Все молчали подавленные. То здесь, то там раздавались всхлипывания и громкий плач. <…> Я вошла в свою квартиру, откуда меня уже не будут гнать милиционеры. Дома никого не было, и я могла, не сдерживаясь, плакать.
Плакать о муже, погибшем в подвале Лубянки в 37 лет, в расцвете сил и таланта; о детях, выросших сиротами с клеймом детей врагов народа, об умерших с горя родителях, о двадцати годах мук, о друзьях, не доживших до реабилитации и зарытых в мерзлой земле Колымы[1808].
Хотя о возвращении из лагерей и ссылки миллионов людей мало что написано в стандартных книгах по истории СССР, оно должно было ошеломить миллионы других советских граждан, с которыми освободившиеся встретились. Закрытый доклад Хрущева, конечно, был потрясением, но он предназначался в первую очередь для партийных руководителей, далеко отстоявших от рядовых граждан.
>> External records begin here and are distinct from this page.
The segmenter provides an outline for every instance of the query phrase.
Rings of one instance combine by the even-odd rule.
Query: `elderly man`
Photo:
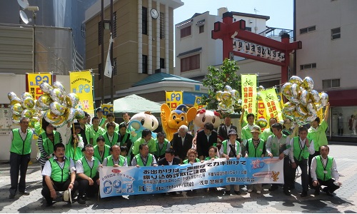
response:
[[[71,189],[72,193],[74,193],[78,187],[74,163],[72,158],[64,156],[64,145],[56,144],[54,153],[54,156],[46,162],[42,170],[45,183],[41,193],[49,206],[53,205],[53,200],[57,197],[56,191]]]
[[[171,146],[176,151],[176,156],[180,158],[181,161],[186,159],[187,151],[192,148],[192,140],[193,137],[188,133],[188,128],[182,125],[178,130],[178,132],[174,134],[171,141]]]
[[[149,146],[146,143],[140,144],[139,149],[139,153],[131,160],[132,166],[157,166],[156,159],[153,154],[149,153]]]
[[[22,118],[20,120],[20,128],[14,128],[10,133],[10,195],[14,198],[19,192],[21,195],[28,195],[30,193],[26,190],[26,173],[27,166],[31,159],[31,143],[32,141],[32,131],[28,129],[29,118]],[[19,182],[19,171],[20,182]]]
[[[76,163],[76,170],[79,183],[78,203],[85,204],[86,196],[93,196],[99,189],[99,173],[98,167],[101,165],[99,160],[94,157],[93,146],[87,144],[84,147],[84,156]]]

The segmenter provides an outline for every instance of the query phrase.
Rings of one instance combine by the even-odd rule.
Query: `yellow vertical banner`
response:
[[[166,91],[166,104],[171,111],[176,109],[183,102],[182,91]]]
[[[256,116],[256,75],[242,74],[241,90],[244,118],[250,113]]]
[[[40,96],[44,94],[40,88],[42,83],[52,85],[52,75],[50,73],[27,74],[28,92],[32,95],[34,99],[38,99]]]
[[[274,118],[277,119],[278,121],[283,121],[281,108],[280,108],[279,101],[278,100],[275,88],[261,91],[259,93],[264,103],[264,106],[266,106],[266,116],[268,116],[267,120]]]
[[[76,93],[79,97],[77,108],[86,113],[94,115],[93,108],[93,78],[91,71],[71,72],[69,73],[71,92]]]

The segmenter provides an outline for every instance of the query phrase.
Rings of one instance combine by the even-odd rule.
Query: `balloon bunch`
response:
[[[216,98],[219,102],[218,107],[223,113],[232,113],[234,112],[234,106],[238,104],[239,93],[229,86],[224,87],[224,91],[218,91],[216,93]]]
[[[84,111],[75,108],[79,102],[79,97],[75,93],[66,95],[66,91],[59,82],[53,86],[42,83],[40,88],[44,92],[37,99],[36,108],[42,112],[46,121],[56,128],[62,127],[74,119],[84,118]]]
[[[322,92],[319,95],[313,90],[313,81],[308,76],[303,81],[298,76],[291,76],[281,91],[289,101],[283,107],[283,116],[298,125],[305,125],[315,120],[317,111],[328,102],[327,93]]]
[[[24,92],[20,98],[15,93],[9,92],[7,97],[11,105],[12,122],[19,123],[21,118],[26,117],[29,119],[29,126],[34,128],[39,118],[36,116],[34,108],[36,101],[32,98],[32,95],[29,92]]]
Напротив, появление людей, долгие годы считавшихся мертвыми, довело смысл доклада до сознания очень и очень многих куда более действенным образом. Сталинская эпоха была эпохой тайных пыток и скрытого насилия. И вдруг возникли бывшие лагерники, готовые предъявить живые свидетельства произошедшего.
Кроме того, они приносили новости, хорошие и плохие, о давно исчезнувших людях. В 1950‑е годы обычным делом для выпущенных на свободу было посещать родственников своих умерших или живых товарищей и передавать устные сообщения или предсмертные слова. М. С. Ротфорт, возвращаясь в Харьков, заехал в Читу и Иркутск повидать семьи друзей[1809]. Густав Герлинг-Грудзинский нанес неловкий визит семье своего солагерника генерала Круглова. Жена генерала испугалась, не сказал ли гость ее дочери, что отец получил новый срок, часто поглядывала на часы и не позволила ему остаться переночевать[1810].